Corruzione in atti giudiziari, l’ex giudice Petrini non parla e l’inchiesta rischia di naufragare

Nel corso dell'incidente probatorio l'ex giudice si è avvalso della facoltà di non rispondere, non fornendo alcun contributo all'inchiesta

Nessun colpo di scena, nessuna rivelazione. Il giudice Marco Petrini, ex presidente della Corte di appello di Catanzaro, chiamato dalla Dda a rendere dichiarazioni nelle forme dell’incidente probatorio ha scelto il silenzio. Davanti al gip campano, accompagnato dal suo legale di fiducia Francesco Calderaro si è avvalso della facoltà di non rispondere nell’ambito dell’inchiesta che lo vede indagato insieme all’avvocato ed ex parlamentare di Forza Italia, Giancarlo Pittelli per corruzione in atti giudiziari aggravata dalle modalità mafiose. Si è registrato lo stesso “copione” verificatosi nel corso dell’udienza Rinascita Scott, quando citato come teste il magistrato, tra i tanti non ricordo, non ha proferito parola.
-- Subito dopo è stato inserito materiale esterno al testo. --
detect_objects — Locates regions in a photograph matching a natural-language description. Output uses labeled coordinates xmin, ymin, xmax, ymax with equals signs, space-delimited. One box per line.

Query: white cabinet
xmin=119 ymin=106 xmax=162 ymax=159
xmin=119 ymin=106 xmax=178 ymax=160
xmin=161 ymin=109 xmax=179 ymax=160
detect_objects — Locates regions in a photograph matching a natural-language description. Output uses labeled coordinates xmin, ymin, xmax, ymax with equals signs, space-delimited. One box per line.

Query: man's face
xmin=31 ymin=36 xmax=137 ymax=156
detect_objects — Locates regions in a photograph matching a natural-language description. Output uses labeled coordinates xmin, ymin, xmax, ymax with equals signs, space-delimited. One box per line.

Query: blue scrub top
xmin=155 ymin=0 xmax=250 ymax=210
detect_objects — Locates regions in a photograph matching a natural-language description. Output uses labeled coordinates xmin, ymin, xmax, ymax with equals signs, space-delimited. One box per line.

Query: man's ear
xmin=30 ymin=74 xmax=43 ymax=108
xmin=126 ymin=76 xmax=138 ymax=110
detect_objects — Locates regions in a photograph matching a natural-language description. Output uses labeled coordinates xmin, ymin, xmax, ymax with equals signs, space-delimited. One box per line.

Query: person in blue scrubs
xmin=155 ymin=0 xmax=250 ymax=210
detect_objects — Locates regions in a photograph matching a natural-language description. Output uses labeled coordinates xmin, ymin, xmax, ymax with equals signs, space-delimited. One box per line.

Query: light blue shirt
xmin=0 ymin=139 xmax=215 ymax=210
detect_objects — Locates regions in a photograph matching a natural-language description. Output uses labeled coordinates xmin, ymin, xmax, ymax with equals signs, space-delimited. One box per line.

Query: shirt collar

Stesso copione registrato in Rinascita Scott

Stesso copione registrato in Rinascita Scott

Per la Dda che ha chiesto ed ottenuto l’incidente probatorio: “alla luce delle dichiarazioni rese dal penalista  il 7 novembre 2022 , la successiva memoria difensiva depositata dai suoi avvocati, Salvatore Staiano, Giandomenico Caiazza e Guido Contestabile, otto giorni dopo, e il contenuto delle propalazioni rese da Petrini, citato come teste nel processo Rinascita Scott (LEGGI), era necessario cristallizzare le dichiarazioni, che si sarebbero potute tradurre in prove in un futuro dibattimento, dal momento che in questa indagine, la Direzione distrettuale antimafia ha sottolineato che il giudice “non ha mai inteso rendere interrogatorio, sebbene invitato sia nel corso dell’inchiesta, che successivamente alla notifica dell’avviso di conclusione delle indagini”, ritenendo, quindi, necessario procedere al suo esame. Un esame che ha portato a un nulla di fatto e che rischia di far naufragare l’inchiesta stessa e le ipotesi accusatorie sottese nei confronti di Pittelli. 

L’ipotesi accusatoria

Secondo le ipotesi accusatorie, l’avvocato Pittelli “nel quadro di un più ampio impegno allo sfruttamento delle proprie relazioni istituzionali per la risoluzione delle vicende giudiziarie coinvolgenti l’imprenditore Rocco Delfino e le società a questo riconducibili” avrebbe promesso al presidente della Corte d’Appello, sezione misure prevenzione, Marco Petrini, “una somma di denaro non precisata quale corrispettivo della revoca del provvedimento di confisca dei beni di Rocco Delfino, imprenditore legato alla cosca Molè-Piromalli”. Soldi che, per la Procura di Salerno, dovevano essere corrisposti all’esito della pronuncia ma che, in realtà, non furono mai consegnati per via dell’arresto, sostengono i magistrati salernitani nel capo di imputazione dello stesso Pittelli nell’ambito dell’inchiesta della Dda di Catanzaro passata alla storia con il nome in codice di “Rinascita Scott” il cui maxi blitz è scattato il 19 dicembre del 2019, ovvero il giorno successivo all’ultima udienza di trattazione del procedimento penale nel quale doveva essere decisa la questione sulla confisca dei beni di Delfino.

Le presunte omissioni

In particolare, l’ex magistrato Marco Petrini avrebbe omesso “di dichiarare inammissibile l’istanza di revocazione – erroneamente proposta dalla Corte d’Appello di Catanzaro piuttosto che a quella di Reggio Calabria – benché Pittelli vi avesse rinunciato fin dal 13 luglio 2018 ritenendo che il successivo svolgimento processuale fino all’udienza di trattazione del 18 dicembre 2019 avesse assorbito la rinunzia”. La Procura di Salerno contesta ai due indagati anche l’aggravante di avere agito per agevolare la cosca di ‘ndrangheta dei “Molè-Piromalli”.